The Grateful Dead FAQ: All That’s Left to Know About the Greatest Jam Band in History (Book Review)

gratefuldeadbook66Like the other books in the series, The Grateful Dead FAQ delves into its topic with earnest enthusiasm even though the history of this iconic band has already received significant attention from a variety of perspectives. And a subtitle as glib as it is pretentious, ‘All That’s Left to Know About the Greatest Jamband in History” misrepresents  Tony Sclafani’s individualized effort to enlighten.

The author is nothing if not a fan and one with a healthy enough detachment from his subject that, combined with his knowledge of the Dead, clearly implies he knows he’s not writing anything definitive. As such his book lends itself to jumping back and forth through its 39 chapters, picking it up and putting it down, thus elevating the fun of reading it and mitigating its relatively minor drawbacks. Given its subject, the sense of serendipity in this approach is more than a little appropriate.

Poor grammar and fact checking are less egregious here than in similar FAQ books devoted to Eric Clapton and Neil Young, while Sclafani’s concept is open-ended enough to strike a chord with anyone who’s giving more than passing attention to the Grateful Dead. His hypotheticals, for instance, are those extended musings the likes of which any devoted music fan might find arising from their own devotion: one the creation of a studio album of the Dead’s plethora of original material in the early seventies, (much of which but not all appeared on the live Europe ’72) and a similar construction of a later period work assembled from the final collaborations of Garcia and long-time lyricist, Robert Hunter, combined with a burst of creativity from bassist Phil Lesh.
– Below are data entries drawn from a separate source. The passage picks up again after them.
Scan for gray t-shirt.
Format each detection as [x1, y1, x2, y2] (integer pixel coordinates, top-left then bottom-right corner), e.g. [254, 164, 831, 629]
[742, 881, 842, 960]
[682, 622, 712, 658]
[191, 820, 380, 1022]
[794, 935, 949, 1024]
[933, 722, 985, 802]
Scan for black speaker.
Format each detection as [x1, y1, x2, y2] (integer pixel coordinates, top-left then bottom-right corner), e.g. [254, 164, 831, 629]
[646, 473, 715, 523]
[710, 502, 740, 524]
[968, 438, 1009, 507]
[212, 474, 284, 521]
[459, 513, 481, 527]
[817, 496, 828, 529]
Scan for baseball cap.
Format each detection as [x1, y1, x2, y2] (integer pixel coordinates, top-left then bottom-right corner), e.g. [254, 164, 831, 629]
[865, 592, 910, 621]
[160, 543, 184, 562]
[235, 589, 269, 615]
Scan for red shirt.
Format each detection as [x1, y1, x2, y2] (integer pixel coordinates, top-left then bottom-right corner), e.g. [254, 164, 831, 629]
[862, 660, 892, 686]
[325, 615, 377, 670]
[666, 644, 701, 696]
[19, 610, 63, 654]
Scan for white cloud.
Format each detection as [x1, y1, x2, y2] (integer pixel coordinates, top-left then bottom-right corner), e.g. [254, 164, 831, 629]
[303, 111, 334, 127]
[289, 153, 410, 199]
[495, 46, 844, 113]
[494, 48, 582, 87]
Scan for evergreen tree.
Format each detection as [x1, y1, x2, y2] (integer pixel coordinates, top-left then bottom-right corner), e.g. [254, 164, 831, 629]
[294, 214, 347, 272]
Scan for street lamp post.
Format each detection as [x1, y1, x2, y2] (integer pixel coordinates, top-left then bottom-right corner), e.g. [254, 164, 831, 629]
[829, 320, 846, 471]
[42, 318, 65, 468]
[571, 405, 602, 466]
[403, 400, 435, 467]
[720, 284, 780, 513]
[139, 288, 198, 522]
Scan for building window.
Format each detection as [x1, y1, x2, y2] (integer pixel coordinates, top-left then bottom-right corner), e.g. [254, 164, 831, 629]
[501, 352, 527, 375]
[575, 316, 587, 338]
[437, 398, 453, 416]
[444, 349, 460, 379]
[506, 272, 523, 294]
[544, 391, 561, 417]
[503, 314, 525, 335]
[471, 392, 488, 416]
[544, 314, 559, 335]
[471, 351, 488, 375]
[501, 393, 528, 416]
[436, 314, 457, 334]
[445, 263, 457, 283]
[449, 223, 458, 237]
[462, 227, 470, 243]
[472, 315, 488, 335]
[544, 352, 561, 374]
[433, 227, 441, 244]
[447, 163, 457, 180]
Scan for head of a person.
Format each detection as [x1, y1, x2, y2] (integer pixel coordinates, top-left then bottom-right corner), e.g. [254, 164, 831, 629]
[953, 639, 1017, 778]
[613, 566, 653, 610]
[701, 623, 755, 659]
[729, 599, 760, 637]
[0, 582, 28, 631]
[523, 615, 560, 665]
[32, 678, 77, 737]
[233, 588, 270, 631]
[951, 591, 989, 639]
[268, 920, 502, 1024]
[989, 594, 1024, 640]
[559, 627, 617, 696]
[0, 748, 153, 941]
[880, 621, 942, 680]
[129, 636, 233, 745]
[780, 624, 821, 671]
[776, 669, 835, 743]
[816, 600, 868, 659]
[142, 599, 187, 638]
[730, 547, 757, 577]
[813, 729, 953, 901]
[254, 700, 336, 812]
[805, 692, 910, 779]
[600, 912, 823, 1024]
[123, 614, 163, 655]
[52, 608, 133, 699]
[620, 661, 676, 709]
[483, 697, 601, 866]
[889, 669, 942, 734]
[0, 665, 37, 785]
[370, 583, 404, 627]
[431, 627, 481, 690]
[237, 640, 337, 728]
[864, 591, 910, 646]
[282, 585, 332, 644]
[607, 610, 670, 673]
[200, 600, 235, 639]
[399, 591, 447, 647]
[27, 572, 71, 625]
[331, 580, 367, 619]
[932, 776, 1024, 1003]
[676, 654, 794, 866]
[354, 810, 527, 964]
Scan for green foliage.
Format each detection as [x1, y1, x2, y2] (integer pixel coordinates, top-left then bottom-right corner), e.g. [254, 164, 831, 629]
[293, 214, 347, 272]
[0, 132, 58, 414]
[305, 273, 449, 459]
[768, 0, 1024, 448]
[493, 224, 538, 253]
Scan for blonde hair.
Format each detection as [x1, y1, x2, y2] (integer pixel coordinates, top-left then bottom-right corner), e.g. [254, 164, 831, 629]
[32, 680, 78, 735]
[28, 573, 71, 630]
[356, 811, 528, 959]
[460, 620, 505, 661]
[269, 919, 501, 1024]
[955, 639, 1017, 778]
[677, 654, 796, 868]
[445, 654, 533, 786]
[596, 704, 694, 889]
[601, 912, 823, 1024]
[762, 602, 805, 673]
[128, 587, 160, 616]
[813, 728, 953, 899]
This is the kind of ‘what if’ game that’s fun to play, light on nostalgia or sentimentality and it furthers an impression of the author as an original thinker. Some similar themes are equally well thought out, such as a list of collectible record issues and bootlegs of audio and video recordings, but others, like the chapter devoted to significant Dead concert appearances, are fraught with an arbitrary artificiality suggesting Tony Sclafani had a minimum content to fill per contractual obligation. Such intervals will have passing interest to dilettantes and virtually none for true Deadheads who either already know all about such relative ephemera or have their own self-motivation and initiative to find out for themselves closer to the source(s) of the information.

Kudos to the author of Grateful Dead FAQ for not indulging in the fan-boy mentality that afflicted similar titles;Tony Sclafani refuses to drone, preferring to maintain a light touch in keeping with the instrumental approach of the band at hand. Still, there are so many other weighty collections of research and insight devoted to the Grateful Dead (and most probably more to come from near the center of the zeitgeist), that this one ends up of little more than passing interest.